Hi,
I need suggestions on how to optimize my code or new implementation ideas to perform tensor contractions.
I need to perform a lot of contractions for a rank-4 tensor T, with each dimension D (D^4 elements). D is usually small ~4-10. and the final answer is another a rank-4 tensor TO:
TO[a,b,c,d]=T[a,l,c,i]*T[a,j,i,d]*T[j,b,k,d]*T[l,b,c,k]
Repeated indices are summed over.
Here is my code for this operation, and would like to ask for suggestions to optimize it or new ways to implement it. Currently I reshape T to a D^2xD^2 matrix. The block_size is set to D, so there will be DxD threads in a 2d block and the grid will be DxD as well. Each thread now computes an element of TO.
For D=4, I can achieve 33% occupancy, and about 1.5x speedup. When I increase D to D=8, the code seems to hang. The CPU benchmark takes less then 1s to run for D=8. I also put T into a 2D texture, and the code is actually slower for D=4.

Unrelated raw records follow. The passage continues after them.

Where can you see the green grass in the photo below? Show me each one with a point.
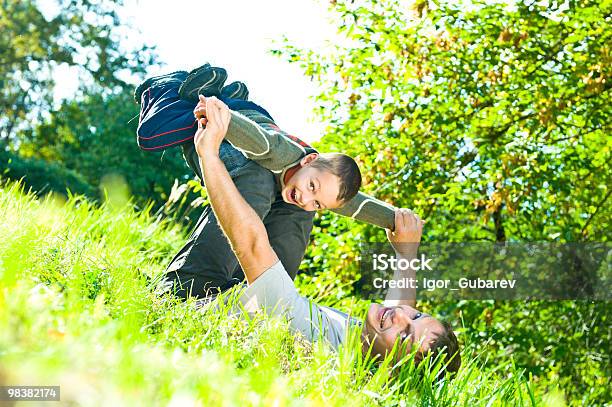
(77, 310)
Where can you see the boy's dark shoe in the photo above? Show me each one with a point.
(235, 90)
(155, 80)
(206, 80)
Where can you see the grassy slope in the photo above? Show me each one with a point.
(76, 310)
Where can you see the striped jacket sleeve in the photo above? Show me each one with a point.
(262, 141)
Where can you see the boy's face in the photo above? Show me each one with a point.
(311, 188)
(386, 325)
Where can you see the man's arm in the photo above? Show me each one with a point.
(261, 141)
(405, 241)
(240, 223)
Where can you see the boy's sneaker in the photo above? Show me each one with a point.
(176, 76)
(235, 90)
(206, 80)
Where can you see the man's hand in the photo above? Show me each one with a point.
(212, 129)
(407, 234)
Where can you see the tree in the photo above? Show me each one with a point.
(83, 34)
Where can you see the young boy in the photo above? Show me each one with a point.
(270, 288)
(282, 178)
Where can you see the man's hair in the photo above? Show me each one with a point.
(446, 343)
(345, 168)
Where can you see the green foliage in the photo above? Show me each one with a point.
(491, 121)
(78, 309)
(81, 34)
(42, 176)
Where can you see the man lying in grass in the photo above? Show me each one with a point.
(270, 288)
(283, 179)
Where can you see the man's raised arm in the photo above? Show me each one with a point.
(263, 142)
(240, 223)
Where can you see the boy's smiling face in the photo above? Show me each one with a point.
(386, 325)
(312, 188)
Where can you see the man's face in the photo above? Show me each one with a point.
(312, 189)
(386, 325)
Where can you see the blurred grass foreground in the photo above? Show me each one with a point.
(78, 309)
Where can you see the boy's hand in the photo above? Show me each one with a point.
(208, 139)
(407, 234)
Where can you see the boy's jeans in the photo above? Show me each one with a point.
(206, 263)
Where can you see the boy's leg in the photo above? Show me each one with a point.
(206, 263)
(165, 120)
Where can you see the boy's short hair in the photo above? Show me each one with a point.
(345, 168)
(447, 344)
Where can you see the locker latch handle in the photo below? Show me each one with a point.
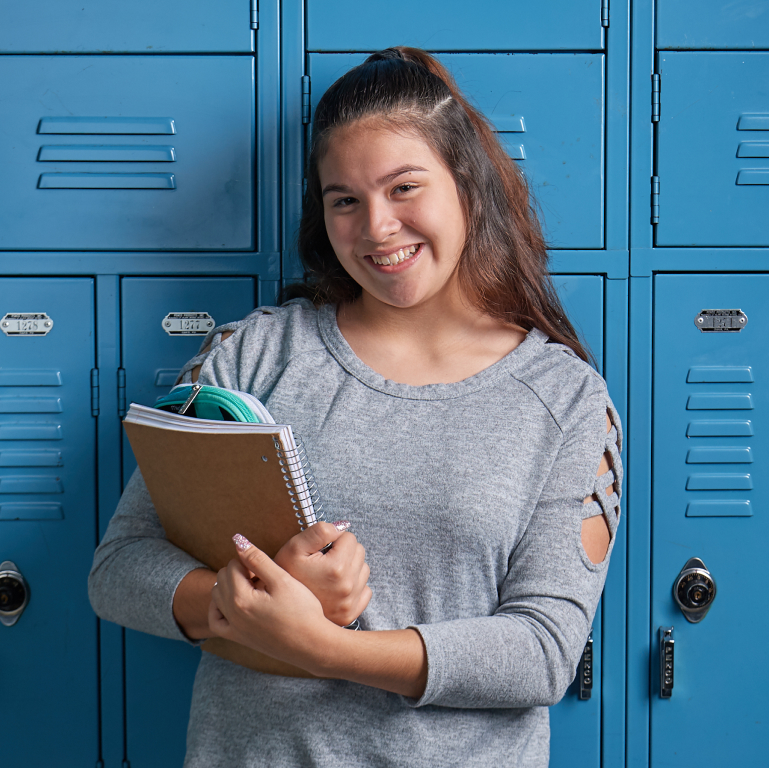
(667, 647)
(585, 670)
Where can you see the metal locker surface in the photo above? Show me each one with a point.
(48, 520)
(575, 725)
(713, 149)
(709, 501)
(548, 110)
(127, 152)
(125, 26)
(159, 673)
(550, 25)
(712, 24)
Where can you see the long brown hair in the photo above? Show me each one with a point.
(503, 265)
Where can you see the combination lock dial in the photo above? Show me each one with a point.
(694, 590)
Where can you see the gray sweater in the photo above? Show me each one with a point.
(468, 498)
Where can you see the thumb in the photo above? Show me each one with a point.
(256, 561)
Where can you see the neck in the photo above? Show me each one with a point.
(433, 343)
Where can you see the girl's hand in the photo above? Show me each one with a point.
(258, 604)
(337, 577)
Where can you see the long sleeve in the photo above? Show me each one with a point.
(526, 653)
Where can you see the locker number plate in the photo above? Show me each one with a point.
(188, 323)
(26, 324)
(721, 320)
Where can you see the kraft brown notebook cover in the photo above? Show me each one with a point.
(207, 486)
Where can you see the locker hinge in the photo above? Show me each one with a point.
(121, 409)
(254, 14)
(585, 669)
(305, 99)
(94, 391)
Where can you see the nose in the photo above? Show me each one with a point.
(380, 221)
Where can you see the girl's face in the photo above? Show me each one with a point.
(392, 215)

Any suggestion will be appreciated.
Thank you.
__global__ void tensorCon( float* T, float* TO)
{
// Block index
int bx = blockIdx.x;
int by = blockIdx.y;
// Thread index
int tx = threadIdx.x;
int ty = threadIdx.y;
int alpha = bx / D;
int beta = bx % D;
int gamma = by / D;
int delta = by % D;
// Declaration of the shared memory arrays
__shared__ float As[D][D];
__shared__ float Bs[D][D];
__shared__ float Cs[D][D];
__shared__ float Ds[D][D];
__shared__ float sdata[D];
As[ty][tx] = T[ tx + gamma * D + ty * D*D + alpha * D*D*D ];
Bs[ty][tx] = T[ delta + ty * D + tx * D*D + alpha * D*D*D ];
Cs[ty][tx] = T[ delta + tx * D + beta * D*D + ty * D*D*D ];
Ds[ty][tx] = T[ ty + gamma * D + beta * D*D+ tx * D*D*D ];
__syncthreads();
float Csub = 0.;
float Dsub = 0.;
for (int k = 0; k < D; ++k){
Csub += As[ty][k] * Bs[k][tx];
Dsub += Cs[ty][k] * Ds[k][tx];
}
__syncthreads();
As[ty][tx] = Csub;
Bs[ty][tx] = Dsub;
__syncthreads();
if (ty==0) {
float res=0.;
for (int k =0; k < D; ++k )
res += As[tx][k]*Bs[k][tx];
sdata[tx]=res;
__syncthreads();
for ( unsigned int s=D/2; s> 0; s>>=1 ){
if ( tx < s )
sdata[tx] +=sdata[tx+s];
__syncthreads();
}
}
TO[delta+gamma*D+beta*D*D*D+alpha*D*D*D]=sdata[0];
}